Microsoft recently fixed crucial security flaws in its Edge internet browser after two cyber security researchers– Vansh Devgan from Uttar Pradesh and Shivam Kumar Singh from Jharkhand– notified Microsoft about the same. The duo found a “vulnerable code” involving uXSS (Universal Cross Site Scripting) in Microsoft’s Translator that comes pre-installed in Edge browser and reported the same under the Edge on Chromium Bounty Program. Microsoft paid out the highest reward of $20,000 (roughly Rs 15 lakh) to them.
While Shivam runs his own business and is into part-time bug bounty hunting, Vansh has completed his third-year in B.Tech Computer Science from Lovely Professional University and is a cyber security enthusiast.
The security vulnerability, tracked as CVE-2021-34506, has been fixed in the latest release of Microsoft Edge Stable Channel (Version 91.0.864.59). The impact of the security flaw was severe as anyone who visited a website using Microsoft Edge browser and hit the language translate button to read the content in their preferred language could inject an arbitrary code to perform whatever they wanted to.
It is highly recommended that you update Microsoft Edge browser to the latest version to stay safe.

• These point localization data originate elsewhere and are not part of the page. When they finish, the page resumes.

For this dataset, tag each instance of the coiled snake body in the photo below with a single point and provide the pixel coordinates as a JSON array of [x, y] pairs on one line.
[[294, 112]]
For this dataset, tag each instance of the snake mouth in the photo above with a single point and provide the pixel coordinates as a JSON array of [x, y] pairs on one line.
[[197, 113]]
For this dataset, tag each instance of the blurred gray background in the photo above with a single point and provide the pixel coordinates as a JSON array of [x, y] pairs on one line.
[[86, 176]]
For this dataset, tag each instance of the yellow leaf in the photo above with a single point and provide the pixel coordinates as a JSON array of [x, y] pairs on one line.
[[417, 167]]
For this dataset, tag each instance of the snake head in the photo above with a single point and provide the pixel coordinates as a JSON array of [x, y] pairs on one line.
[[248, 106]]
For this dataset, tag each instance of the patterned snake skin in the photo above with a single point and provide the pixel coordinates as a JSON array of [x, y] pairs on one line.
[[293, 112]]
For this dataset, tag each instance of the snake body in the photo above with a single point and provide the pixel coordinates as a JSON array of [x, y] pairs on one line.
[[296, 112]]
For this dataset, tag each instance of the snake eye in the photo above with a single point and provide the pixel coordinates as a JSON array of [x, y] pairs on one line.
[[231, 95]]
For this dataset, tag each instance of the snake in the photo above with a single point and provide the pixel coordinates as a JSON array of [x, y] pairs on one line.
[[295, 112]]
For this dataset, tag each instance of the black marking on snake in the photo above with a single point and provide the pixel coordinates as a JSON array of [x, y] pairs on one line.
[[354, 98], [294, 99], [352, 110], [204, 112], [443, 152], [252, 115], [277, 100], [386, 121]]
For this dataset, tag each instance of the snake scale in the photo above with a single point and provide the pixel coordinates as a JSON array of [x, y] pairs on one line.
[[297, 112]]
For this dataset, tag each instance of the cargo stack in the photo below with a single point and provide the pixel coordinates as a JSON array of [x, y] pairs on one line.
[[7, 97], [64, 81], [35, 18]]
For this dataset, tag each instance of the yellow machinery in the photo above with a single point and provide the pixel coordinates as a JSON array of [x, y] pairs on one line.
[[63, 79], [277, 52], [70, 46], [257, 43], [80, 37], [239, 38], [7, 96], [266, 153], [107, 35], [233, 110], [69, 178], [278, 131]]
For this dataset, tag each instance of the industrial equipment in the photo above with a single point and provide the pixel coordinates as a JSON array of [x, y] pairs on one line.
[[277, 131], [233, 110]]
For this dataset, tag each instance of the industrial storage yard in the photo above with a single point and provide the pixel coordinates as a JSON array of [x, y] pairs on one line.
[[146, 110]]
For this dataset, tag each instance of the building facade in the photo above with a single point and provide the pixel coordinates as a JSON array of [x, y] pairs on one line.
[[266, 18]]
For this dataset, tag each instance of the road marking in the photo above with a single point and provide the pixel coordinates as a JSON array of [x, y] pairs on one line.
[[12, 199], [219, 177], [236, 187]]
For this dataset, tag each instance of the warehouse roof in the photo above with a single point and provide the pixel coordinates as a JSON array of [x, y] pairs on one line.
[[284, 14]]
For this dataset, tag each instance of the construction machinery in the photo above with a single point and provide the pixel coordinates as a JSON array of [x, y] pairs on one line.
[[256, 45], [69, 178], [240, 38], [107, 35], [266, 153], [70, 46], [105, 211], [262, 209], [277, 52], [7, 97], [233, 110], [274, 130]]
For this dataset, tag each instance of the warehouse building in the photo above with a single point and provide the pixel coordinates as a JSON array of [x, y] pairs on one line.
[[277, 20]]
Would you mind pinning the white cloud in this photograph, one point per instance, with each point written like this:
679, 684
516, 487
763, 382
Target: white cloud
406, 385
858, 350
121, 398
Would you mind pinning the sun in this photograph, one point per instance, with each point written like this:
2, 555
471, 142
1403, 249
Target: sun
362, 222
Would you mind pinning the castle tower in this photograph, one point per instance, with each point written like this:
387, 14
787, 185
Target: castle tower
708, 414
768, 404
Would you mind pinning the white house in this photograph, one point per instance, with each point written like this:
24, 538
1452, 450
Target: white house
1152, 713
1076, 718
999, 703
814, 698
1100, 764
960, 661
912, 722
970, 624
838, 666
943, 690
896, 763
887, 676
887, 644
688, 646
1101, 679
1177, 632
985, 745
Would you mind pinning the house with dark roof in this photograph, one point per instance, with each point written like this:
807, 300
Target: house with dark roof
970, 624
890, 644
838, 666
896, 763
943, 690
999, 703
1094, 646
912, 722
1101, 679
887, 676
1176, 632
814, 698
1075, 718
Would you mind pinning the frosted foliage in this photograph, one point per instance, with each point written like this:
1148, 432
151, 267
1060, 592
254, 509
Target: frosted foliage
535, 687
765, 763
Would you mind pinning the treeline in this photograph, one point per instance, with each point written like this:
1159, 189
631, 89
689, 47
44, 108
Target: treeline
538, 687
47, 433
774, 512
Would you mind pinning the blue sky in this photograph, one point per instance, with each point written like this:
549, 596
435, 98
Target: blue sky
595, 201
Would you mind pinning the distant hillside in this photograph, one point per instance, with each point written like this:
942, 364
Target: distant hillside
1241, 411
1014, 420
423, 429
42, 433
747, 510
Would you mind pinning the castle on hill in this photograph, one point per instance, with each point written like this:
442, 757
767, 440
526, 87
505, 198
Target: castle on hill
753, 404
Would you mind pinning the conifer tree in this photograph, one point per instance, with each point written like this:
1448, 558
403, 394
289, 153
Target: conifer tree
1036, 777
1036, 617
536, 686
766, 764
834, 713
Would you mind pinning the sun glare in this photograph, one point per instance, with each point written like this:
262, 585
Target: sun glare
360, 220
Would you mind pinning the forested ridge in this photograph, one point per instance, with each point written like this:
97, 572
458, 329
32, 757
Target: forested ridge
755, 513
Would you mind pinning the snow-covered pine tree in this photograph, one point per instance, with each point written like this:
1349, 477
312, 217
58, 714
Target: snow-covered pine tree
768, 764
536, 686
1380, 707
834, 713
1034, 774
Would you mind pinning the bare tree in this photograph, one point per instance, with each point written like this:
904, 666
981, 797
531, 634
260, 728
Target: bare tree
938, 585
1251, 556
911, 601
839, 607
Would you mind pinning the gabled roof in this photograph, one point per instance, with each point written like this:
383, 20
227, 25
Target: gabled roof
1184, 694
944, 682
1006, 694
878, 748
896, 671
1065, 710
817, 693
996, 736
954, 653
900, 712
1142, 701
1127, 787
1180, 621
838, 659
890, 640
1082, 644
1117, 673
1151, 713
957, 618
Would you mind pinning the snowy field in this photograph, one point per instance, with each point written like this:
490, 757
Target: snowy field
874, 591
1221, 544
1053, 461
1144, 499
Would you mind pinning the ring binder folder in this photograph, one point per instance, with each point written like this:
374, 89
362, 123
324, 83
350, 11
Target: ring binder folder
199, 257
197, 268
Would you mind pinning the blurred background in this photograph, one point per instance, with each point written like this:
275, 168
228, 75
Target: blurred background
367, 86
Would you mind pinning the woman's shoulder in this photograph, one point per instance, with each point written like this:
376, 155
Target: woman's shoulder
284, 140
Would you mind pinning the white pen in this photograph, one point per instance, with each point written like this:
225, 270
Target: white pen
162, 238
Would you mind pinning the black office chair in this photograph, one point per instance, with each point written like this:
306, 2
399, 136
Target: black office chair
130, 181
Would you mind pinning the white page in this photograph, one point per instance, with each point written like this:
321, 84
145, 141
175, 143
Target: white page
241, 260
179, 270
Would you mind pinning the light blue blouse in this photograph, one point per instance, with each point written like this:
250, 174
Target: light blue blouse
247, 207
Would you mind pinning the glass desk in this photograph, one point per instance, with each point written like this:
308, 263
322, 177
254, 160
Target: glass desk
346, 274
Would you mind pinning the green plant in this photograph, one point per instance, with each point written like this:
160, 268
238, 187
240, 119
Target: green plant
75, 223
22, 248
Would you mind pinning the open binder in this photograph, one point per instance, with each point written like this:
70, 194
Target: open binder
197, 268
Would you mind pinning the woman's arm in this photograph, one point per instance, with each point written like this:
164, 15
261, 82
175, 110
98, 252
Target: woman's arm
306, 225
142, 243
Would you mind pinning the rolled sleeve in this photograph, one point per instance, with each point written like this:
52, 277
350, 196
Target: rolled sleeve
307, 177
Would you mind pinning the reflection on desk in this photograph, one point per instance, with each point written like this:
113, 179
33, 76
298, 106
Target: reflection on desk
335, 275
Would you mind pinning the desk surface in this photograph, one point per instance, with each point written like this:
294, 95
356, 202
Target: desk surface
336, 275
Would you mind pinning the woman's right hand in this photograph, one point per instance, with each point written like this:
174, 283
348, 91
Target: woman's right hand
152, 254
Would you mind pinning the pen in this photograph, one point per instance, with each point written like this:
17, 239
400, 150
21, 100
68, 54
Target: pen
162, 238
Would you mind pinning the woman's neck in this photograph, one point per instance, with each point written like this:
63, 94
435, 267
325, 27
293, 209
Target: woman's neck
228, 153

“We created an profile on Facebook with name in different language and XSS payload and sent an friend request to victim (he is using Microsoft edge) as soon as he checks are profile he got hacked (SCC popup because of auto translation),” explained Vansh Devgan who is running CyberXplore Private Limited along with this friend Shivam Kumar Singh.
The only prerequisites for running arbitrary code was simple: use Microsoft Edge browser and keep Auto Translate turned on. Explaining the payload, the CyberXplore team in their blog post said, “We have written a review on Google for a company HackENews with different language + XSS payload any person browsing that review link got hacked (XSS popup because of auto translation).”
The duo claimed that they were even able to bypass YouTube and the Windows Store Application exploiting this vulnerability.
“Unlike the common XSS attacks, UXSS is a type of attack that exploits client-side vulnerabilities in the browser or browser extensions in order to generate an XSS condition, and execute malicious code. When such vulnerabilities are found and exploited, the behavior of the browser is affected and its security features may be bypassed or disabled,” they explained.